Griffin stated that the state’s case was based on speculations and theories and that there is not enough evidence to support this claim.
Griffin wept, his voice shaking with emotion. “Two words are needed for justice in this instance and those words would have to be ‘not guilty. ”
“On behalf of Alex, on behalf of Buster, on behalf of Maggie, and on behalf of my friend, Paul, I respectfully request that you do not compound a family tragedy with another. Thank you,” he said capping off a two-hour summation.
Paul was, according to the prosecution a key witness in the rebuttal argument
John Meadors was the Assistant Attorney General and delivered the state’s reply argument. This was the final word in Murdaugh’s double murder trial.
Meadors said that he did not know the motive for his actions but that it was his wish to continue his journey.
Meadors said that Murdaugh’s testimony was a gift to the prosecution as he confirmed his lying.
But the person who ultimately solved the case was the little detective, Paul, the prosecutors told jurors.
“Paul, he didn’t testify to you up on this stand, but he testified through Dr. Riemer, and he testified through his phone,” said Meadors, referring to the forensic pathologist and the dog kennel video. “It was so beautiful of him to help us. It was so pure.”
A juror was removed from the case.
The Thursday panel was disbanded after a female juror was accused in a conversation about the case with at most three other people and sharing her views on the evidence presented by the judge.
A rare moment in the trial when the juror dismissed and asked for 12 eggs, her purse, and a bottle of water was remarkable
The judge smiled, and said, “We’ve got a lot of interesting things, but now we have a bunch of eggs,” which elicited laughter from the courtroom.

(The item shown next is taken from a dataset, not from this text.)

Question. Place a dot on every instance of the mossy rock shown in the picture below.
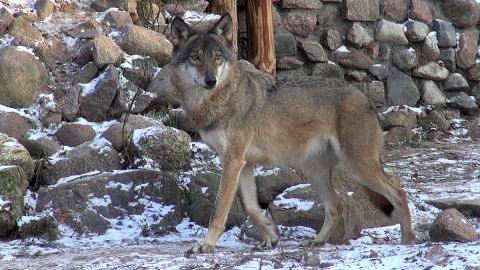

The prosecution portrays Murdaugh as a clever conman
Creighton Waters was the lead prosecutor and delivered a marathon three-hour closing argument Wednesday. He called the defendant a master manipulator who killed his son and wife to avoid a financial disaster.
Murdaugh was accused of stealing nearly $9 million from clients and former companies. He admitted that he was guilty of most of the thefts.
Waters told jurors that Murdaugh was a cunning conman who tried to deceive them when he took the stand last week.
“This is a man who made his trade on lying. He lied about the most important facts in the case and effortlessly and easily pivoted to a new lie when confronted by something he wasn’t prepared for,” said Waters of Murdaugh’s testimony.
Murdaugh, he added, deceived the people who thought they were closest to him.
“He fooled Maggie and Paul, too, and they paid for it with their lives,” Waters told the jury. “Don’t let him fool you, too.”